£50m reward for the 'greedy' bank bosses
Banking bosses are accused today of bringing the economy to the edge of collapse through their 'excessive greed'.
Street of shame: Bank chiefs raked in massive pay while rank and file staff struggled.
The chief executives of just five banking giants were paid more than £50m in five years, according to a think-tank report.
And the authors say this is a conservative estimate, as it only includes their basic pay and bonuses.
The report, compiled by the Labour Research Department think-tank, will intensify the controversy over pay policies in the financial sector.
Derek Simpson, joint general secretary of Unite, the union which published the research, said: 'Boardroom pay practices are not only unjust. They have contributed to the worst financial crisis in decades.
'The reality for ordinary bank workers is insecurity, unpaid overtime, inferior pension schemes, onerous performance targets and below-inflation pay increases.
'For the culprits of the credit crunch, it was gold-plated pensions, golden handshakes and huge rewards for failure.
'Anyone who thinks that the free market is the way to organise the economy must still think the Titanic is seaworthy.' The report reveals that the bosses of the banks bailed out with £37bn of taxpayers' money have been handsomely rewarded for their work.
Between 2003 and 2007, Sir Fred Goodwin from the Royal Bank of Scotland got £15.5m in basic pay and cash bonuses.

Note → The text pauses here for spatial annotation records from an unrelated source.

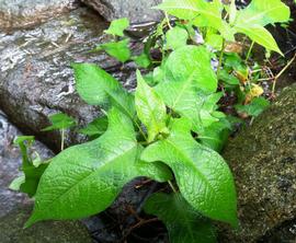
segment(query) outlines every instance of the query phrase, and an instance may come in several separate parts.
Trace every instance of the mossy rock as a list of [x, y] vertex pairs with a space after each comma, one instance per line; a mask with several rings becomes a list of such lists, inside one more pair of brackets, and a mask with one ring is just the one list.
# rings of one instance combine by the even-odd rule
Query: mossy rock
[[226, 230], [219, 242], [257, 242], [295, 219], [296, 84], [231, 140], [224, 157], [235, 175], [240, 230]]
[[79, 221], [46, 221], [23, 229], [32, 207], [20, 206], [0, 218], [1, 243], [91, 243], [91, 238]]

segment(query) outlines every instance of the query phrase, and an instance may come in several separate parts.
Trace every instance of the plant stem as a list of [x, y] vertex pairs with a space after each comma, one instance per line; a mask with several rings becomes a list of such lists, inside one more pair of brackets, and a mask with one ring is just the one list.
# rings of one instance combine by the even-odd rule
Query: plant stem
[[65, 146], [65, 129], [61, 129], [61, 142], [60, 142], [60, 151], [64, 150], [64, 146]]
[[223, 48], [221, 48], [221, 53], [220, 53], [220, 57], [219, 57], [219, 63], [218, 63], [218, 68], [217, 68], [217, 78], [219, 79], [219, 72], [220, 72], [220, 68], [221, 68], [221, 62], [223, 62], [223, 57], [224, 57], [224, 50], [225, 50], [225, 39], [223, 39]]
[[169, 19], [168, 13], [164, 12], [164, 15], [166, 15], [166, 20], [167, 20], [167, 23], [168, 23], [169, 28], [172, 28], [172, 25], [171, 25], [171, 23], [170, 23], [170, 19]]
[[244, 60], [246, 62], [248, 62], [248, 60], [250, 58], [250, 55], [252, 53], [253, 47], [254, 47], [254, 40], [252, 42], [252, 44], [251, 44], [251, 46], [250, 46], [250, 48], [248, 50], [248, 54], [247, 54], [247, 57], [246, 57], [246, 60]]
[[171, 181], [168, 181], [168, 183], [169, 183], [170, 187], [172, 188], [172, 190], [173, 190], [173, 192], [177, 194], [177, 193], [178, 193], [178, 190], [174, 188], [174, 186], [173, 186], [172, 182], [171, 182]]
[[273, 85], [272, 85], [272, 94], [274, 95], [275, 93], [275, 86], [276, 86], [276, 82], [280, 79], [280, 77], [288, 69], [288, 67], [293, 63], [293, 61], [296, 59], [296, 53], [294, 55], [294, 57], [287, 62], [287, 65], [281, 70], [281, 72], [278, 72], [273, 81]]

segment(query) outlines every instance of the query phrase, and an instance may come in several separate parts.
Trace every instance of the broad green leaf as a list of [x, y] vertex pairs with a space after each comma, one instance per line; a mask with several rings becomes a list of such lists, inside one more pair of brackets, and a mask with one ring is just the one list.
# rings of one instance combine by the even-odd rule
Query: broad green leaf
[[216, 50], [220, 50], [223, 48], [223, 36], [218, 34], [206, 35], [206, 44]]
[[186, 45], [189, 38], [187, 32], [183, 27], [175, 26], [166, 34], [164, 49], [178, 49]]
[[231, 172], [217, 152], [192, 138], [187, 120], [174, 119], [170, 136], [147, 147], [141, 159], [168, 164], [183, 197], [205, 217], [237, 225]]
[[282, 54], [273, 36], [264, 26], [287, 22], [289, 15], [289, 8], [281, 0], [252, 0], [246, 9], [237, 13], [234, 27], [238, 33], [248, 35], [266, 49]]
[[[210, 67], [210, 56], [204, 47], [185, 46], [173, 51], [164, 65], [164, 78], [156, 86], [166, 105], [187, 117], [193, 129], [198, 129], [203, 96], [217, 89], [217, 79]], [[198, 96], [198, 92], [203, 96]]]
[[128, 45], [129, 39], [125, 38], [119, 42], [101, 44], [95, 48], [95, 50], [104, 50], [117, 60], [126, 62], [130, 58], [130, 50]]
[[235, 28], [238, 33], [248, 35], [253, 42], [260, 44], [266, 49], [274, 50], [283, 55], [275, 39], [273, 38], [272, 34], [266, 28], [260, 25], [252, 25], [252, 26], [241, 25], [241, 26], [236, 26]]
[[204, 146], [220, 152], [227, 142], [230, 130], [230, 123], [226, 118], [221, 118], [219, 121], [213, 123], [210, 126], [204, 128], [204, 130], [198, 134], [198, 140]]
[[76, 88], [91, 105], [112, 104], [130, 118], [135, 115], [134, 97], [117, 80], [96, 65], [73, 63]]
[[255, 97], [248, 105], [236, 105], [236, 108], [239, 113], [247, 113], [249, 116], [259, 116], [270, 106], [270, 102], [264, 97]]
[[117, 36], [124, 36], [124, 30], [126, 30], [129, 26], [129, 20], [127, 18], [114, 20], [111, 22], [109, 28], [104, 31], [106, 34], [110, 35], [117, 35]]
[[138, 161], [141, 150], [132, 120], [111, 109], [103, 136], [66, 149], [52, 160], [41, 178], [26, 227], [41, 220], [79, 219], [103, 211], [137, 176], [169, 180], [171, 175], [163, 166], [147, 167], [147, 163]]
[[197, 26], [212, 26], [220, 30], [223, 25], [221, 3], [217, 0], [164, 0], [157, 9], [182, 20], [191, 20]]
[[180, 194], [153, 194], [145, 211], [157, 216], [167, 227], [170, 243], [215, 243], [215, 228], [184, 200]]
[[42, 131], [68, 129], [76, 125], [76, 120], [64, 113], [52, 115], [48, 118], [53, 125], [42, 129]]
[[148, 131], [148, 142], [166, 129], [167, 108], [163, 101], [137, 71], [137, 90], [135, 93], [136, 111], [140, 121]]
[[107, 117], [102, 116], [91, 121], [87, 127], [79, 130], [80, 134], [87, 136], [101, 136], [107, 129]]
[[267, 24], [287, 22], [289, 8], [282, 0], [252, 0], [237, 14], [236, 26], [265, 26]]

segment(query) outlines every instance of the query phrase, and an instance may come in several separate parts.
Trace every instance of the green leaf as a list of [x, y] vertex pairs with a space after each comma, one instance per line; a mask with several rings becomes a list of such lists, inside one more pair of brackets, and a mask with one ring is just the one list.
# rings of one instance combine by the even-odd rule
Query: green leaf
[[219, 71], [219, 80], [223, 81], [223, 83], [228, 85], [239, 85], [239, 79], [231, 73], [228, 73], [225, 69], [221, 69]]
[[175, 26], [166, 34], [164, 49], [178, 49], [186, 45], [189, 38], [187, 32], [183, 27]]
[[223, 25], [221, 3], [217, 0], [164, 0], [157, 9], [182, 20], [195, 21], [198, 26], [213, 26], [220, 30]]
[[220, 50], [223, 48], [223, 36], [218, 34], [208, 34], [206, 35], [206, 44], [216, 50]]
[[248, 35], [253, 42], [260, 44], [266, 49], [274, 50], [283, 55], [275, 39], [273, 38], [272, 34], [266, 28], [260, 25], [253, 25], [253, 26], [246, 25], [246, 26], [236, 26], [236, 31], [238, 33]]
[[104, 50], [121, 62], [126, 62], [130, 58], [130, 50], [128, 45], [129, 39], [125, 38], [119, 42], [101, 44], [94, 50]]
[[48, 118], [53, 125], [42, 129], [42, 131], [68, 129], [76, 125], [76, 120], [64, 113], [52, 115]]
[[[153, 194], [145, 211], [157, 216], [167, 227], [171, 243], [215, 243], [215, 229], [180, 194]], [[197, 240], [198, 239], [198, 240]]]
[[266, 26], [267, 24], [287, 22], [289, 8], [282, 0], [252, 0], [238, 12], [236, 26]]
[[87, 127], [79, 130], [80, 134], [87, 136], [101, 136], [107, 129], [107, 117], [102, 116], [91, 121]]
[[270, 106], [270, 102], [264, 97], [255, 97], [248, 105], [236, 105], [236, 108], [239, 113], [247, 113], [249, 116], [259, 116]]
[[200, 105], [204, 95], [217, 89], [210, 56], [204, 47], [185, 46], [173, 51], [164, 65], [164, 78], [156, 86], [166, 105], [187, 117], [196, 130], [202, 126]]
[[289, 15], [289, 8], [281, 0], [252, 0], [246, 9], [237, 13], [234, 27], [266, 49], [282, 54], [273, 36], [264, 26], [287, 22]]
[[109, 28], [104, 32], [110, 35], [117, 35], [117, 36], [123, 37], [124, 30], [126, 30], [128, 26], [129, 26], [129, 20], [127, 18], [123, 18], [123, 19], [112, 21]]
[[137, 83], [136, 111], [148, 130], [148, 142], [151, 142], [166, 128], [167, 108], [155, 90], [145, 82], [139, 71], [137, 71]]
[[103, 211], [137, 176], [169, 180], [169, 171], [159, 171], [155, 164], [147, 167], [138, 161], [141, 150], [132, 120], [111, 109], [103, 136], [66, 149], [52, 160], [39, 182], [26, 227], [41, 220], [79, 219]]
[[173, 120], [170, 136], [147, 147], [141, 159], [168, 164], [186, 201], [204, 216], [237, 227], [231, 172], [217, 152], [192, 138], [187, 120]]
[[36, 193], [41, 176], [47, 167], [47, 163], [39, 163], [38, 166], [35, 166], [33, 160], [29, 153], [29, 148], [33, 144], [33, 136], [21, 136], [14, 140], [15, 144], [19, 144], [22, 153], [22, 166], [20, 171], [24, 174], [24, 181], [16, 178], [16, 182], [12, 182], [12, 187], [19, 187], [22, 193], [27, 194], [30, 197], [33, 197]]
[[73, 63], [76, 88], [91, 105], [112, 104], [132, 119], [135, 115], [134, 97], [117, 80], [96, 65]]
[[12, 190], [20, 190], [23, 183], [25, 183], [25, 176], [21, 175], [10, 183], [9, 188]]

Eric Daniels from Lloyds TSB got £10.2m and Andy Hornby from HBOS got £ 6.9m, according to an analysis of the banks' annual reports.
The other two bosses whose pay was analysed are Stephen Green of HSBC, who got £11.4m, and John Varley of Barclays, who got £10.1m.
The report comes after MPs on the Treasury Select Committee yesterday grilled the bosses of the nationalised banks Northern Rock and Bradford & Bingley.
The new bosses at both companies are getting big bonuses.
Richard Pym, who was hired by Bradford & Bingley in August, will get a guaranteed cash bonus of £139,000 this year and £187,000 next year.
The bank's 1,100 workers will each get a bonus worth an average of 9% of their salary. John McFall, chairman of the Treasury Select Committee, described the bank, Britain's biggest buy-to-let lender, as 'a shambolic organisation with a giant headache'.
At Northern Rock, new boss Gary Hoffman will also be paid a bonus. He said the exact amount has not yet been agreed with the Government.
The majority of Northern Rock's 4,000 workers will also get four separate bonus payments in the next three years.